Sawing at the bracelet, I said, “He rode the chronosphere back to some point before he killed you. He parked there.”
“Shortly after it happened, he went back in time. He was waiting in the stable when my mother arrived with me. He took a handgun with him and shot her to death in front of me.”
Earlier, speaking of the moment that his mother had been shot while riding Magic, the boy had said, I never saw him kill my mother that time.
That time.
“He didn’t shoot Magic, only her. But when he brought me back with him to present-time Roseland, the stallion was still dead on the front lawn. And so was my mother. And so was I.”
I raised the hacksaw from the bracelet.
Each time I looked directly into the boy’s bottomless eyes, I was profoundly disquieted to see such a deeply wounded soul gazing out at me from the prison of his ageless body. Nevertheless, I was compelled to look, so he might see in my eyes that I understood his terrible anguish, without my having to speak of it.
“ ‘What has happened will happen,’ ” I said, repeating his words to me. “ ‘Call it fate.’ ”
By taking his son out of the settled history of the past, by taking him outside of time and then back to the present, Constantine Cloyce had created a paradox. I knew all about time paradoxes from movies and books, but none the equal of this one. If you thought too much about it, your mind would tie itself into a Gordian knot that could be neither untied nor cut.
Timothy said, “They put my mother’s body in the subcellar of the mausoleum, so he could look at her whenever he wanted, for reasons only his twisted mind can fathom. Sempiterno and Lolam — whose names then were Carlo Luca and James Durnan — worked through the night with Chiang to get the horse off the lawn and into a grave in the meadow.”
Setting to work with the hacksaw again, I said, “And your body? I mean … the body of that other Timothy?”
“The bullet had passed through. There was no way to know with what weapon I … he had been shot. So they jammed the corpse into the footspace in front of the passenger’s seat in my mother’s car.
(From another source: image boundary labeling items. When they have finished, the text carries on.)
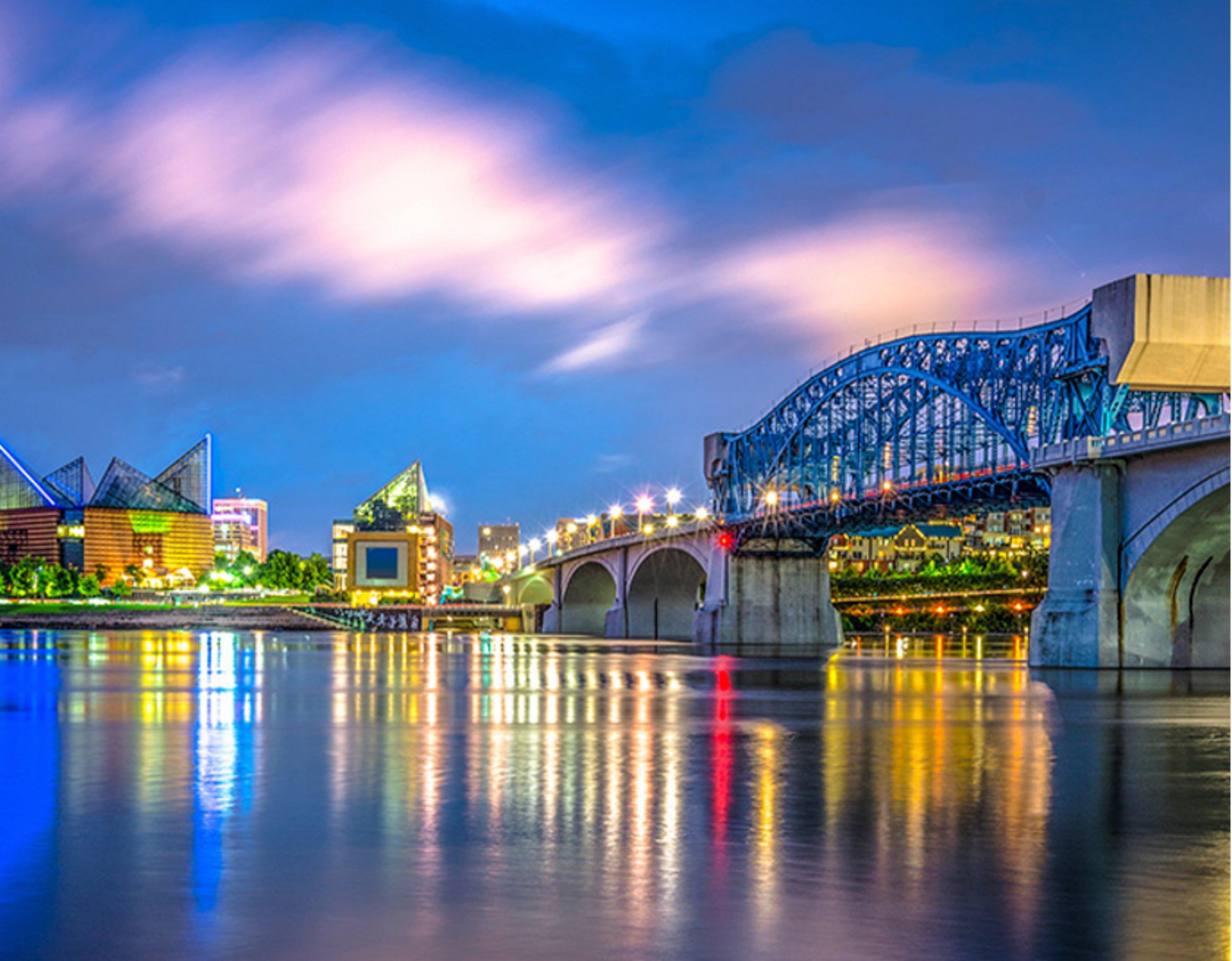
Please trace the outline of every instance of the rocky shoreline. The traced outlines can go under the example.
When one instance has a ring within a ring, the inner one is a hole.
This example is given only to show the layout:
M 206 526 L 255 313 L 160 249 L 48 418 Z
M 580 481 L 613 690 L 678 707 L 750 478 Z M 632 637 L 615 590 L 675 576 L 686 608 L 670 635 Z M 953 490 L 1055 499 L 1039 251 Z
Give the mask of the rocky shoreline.
M 202 605 L 161 610 L 81 607 L 74 611 L 0 609 L 0 631 L 334 631 L 338 628 L 277 605 Z

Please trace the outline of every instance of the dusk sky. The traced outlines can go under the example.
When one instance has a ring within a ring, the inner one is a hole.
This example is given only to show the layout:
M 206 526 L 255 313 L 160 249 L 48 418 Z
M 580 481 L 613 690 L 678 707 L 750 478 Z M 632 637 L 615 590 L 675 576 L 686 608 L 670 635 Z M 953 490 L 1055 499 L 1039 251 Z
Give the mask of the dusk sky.
M 1228 5 L 0 0 L 0 439 L 274 546 L 706 497 L 828 355 L 1228 270 Z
Glenda drove it very far south along the Coast Highway and parked it in a lay-by that was a lonely place back in those days. Sondra followed in another vehicle. They smeared my mother’s blood on the driver’s seat and floorboards, and left her car there with the doors wide open.”
“An attempted kidnapping gone wrong?”
“That’s what the cops were meant to assume.”
“The bad guys took your mother but then she died on them before a ransom could be demanded.”
“Something like that.”
“And the cops bought it?”
“My father was widely respected. Besides, certain authorities could be bought then, just like certain of them can be bought now. He knew who, and how to do the buying.”
“It must have been a big story.”
“Not as big as you think. Remember, he owned lots of newspapers. He reined in his editors. And he had enough dirt on his competitors to rein them in, too. He had no political enemies, as William Hearst did, and when he withdrew into Roseland in apparent grief and became to all appearances a depressed recluse, they let him alone.”
“Your ashes … the other Tim’s ashes are in an urn in the wall of the mausoleum.”
“Yes.”
“Whose ashes are in her urn?”
“No one’s. Officially, her body was never found. Her interment was strictly symbolic. Of course there aren’t ashes in my father’s urn, either.”
The blade sawed through the last of the link, and the monitoring bracelet slipped off his wrist.
“For years, I was kept under lock and key, or literally on a leash, until technology developed that allowed them to monitor me like this.”
I dropped the saw and got to my feet.
As he rose from the armchair, Timothy said, “I’m dead. Yet I’m alive. The thread of my life was cut off that night, yet here I am. My mind has grown complex, mature, but physically I never change. I’ve lived as an adolescent and as an adult only through books, only by reading about life beyond nine. I’m a boy forever, and already I’ve been a boy longer than I can bear.”